In his latest weekly Flow Show, BofA’s Michael Hartnett touches on a familiar topic: the rise of global populism and where it ultimately ends: “the end of central bank independence“, which he calls the ultimately populist policy.
Confirming something we have said since inception and explaining – once again – the advent of such phenomena as Brexit, the European backlash against immigrants, and of course, Donald Trump, the BofA strategist writes that “central bank policies of QE, NIRP, ZIRP have unquestionably exacerbated the gap between Wall St & Main St in past decade.”
Meanwhile, the wealth gap continues and in the latest quarter the US private sector financial assets are now 5.5x greater than US GDP, an all-time high, with the bulk of said financial assets held by a tiny fraction of the population.
With the great divide between the haves and have nots continuing to grow – despite the election of numerous populist leaders in nations around the globe, most recently Malaysia, Austria, and Mexico – BofA warns that the inability of monetary & fiscal policy, global synchronized recovery, and record corporate profits to create sustained wage growth, investors must discount more protectionism, redistribution & ultimately debt monetization via central banks in coming years… all trends that a recession would dramatically accelerate.
Hartnett then present the one asset class which he thinks will be the ultimate winner in the coming class wars:
gold is the secular beneficiary of the War on Inequality; investors note gold has fallen to its lowest level versus the S&P 500 since 2002.
That said for gold to be the “secular winner”, populism has to win the war on inequality, which also means defeat central banks, and they won’t go easy.
So what to do until then?
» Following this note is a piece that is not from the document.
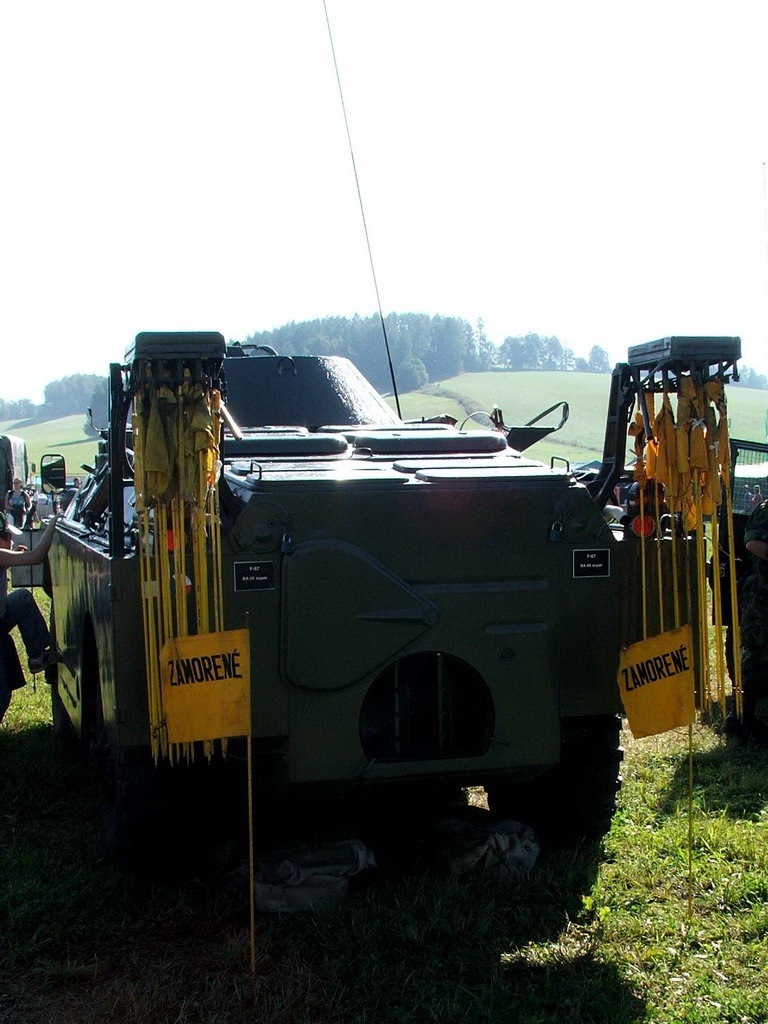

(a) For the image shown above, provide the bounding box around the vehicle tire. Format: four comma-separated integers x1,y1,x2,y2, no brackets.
45,666,77,741
486,715,624,844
Here Hartnett has two words: “Japanification” and FAANG, and notes that amid praise for the ongoing bull market, things are not quite as they seem, to wit:
profits, tax cuts, buybacks galore in 2018…and yet just 9 out of 45 MSCI country equity indices have outperformed 3-month T-bills (up 0.8%) YTD; cross-asset returns remain scant…US dollar & commodities 3%, stocks 2%, cash 1%, high yield & government bonds -1%, investment grade bonds -3%;
There is one exception to the market’s poor performance YTD: “the invincible US tech stocks, which trade as though interest rates will never go up”. And maybe they won’t: using a chart he has shown before, Hartnett notes that BoJ zero rates will lead an impotent ECB – at 0% until some time in 2036 – while anchoring Fed rates via more than $10tn of negatively yielding debt as well as dread of an inverted yield curve.
Hartnett then concludes with something we discussed earlier: the apparent infallibility of tech, and FAANGs in particular:
until investors fear the Fed there is little fear of FAANG stocks.
Which explains the relentless ascent of the FAANGs: as the tech strategist said last week, “Market Mocks And Loves The Fed.” If and when that changes, it will be time to cash out and finally make the shiny yellow metal great again.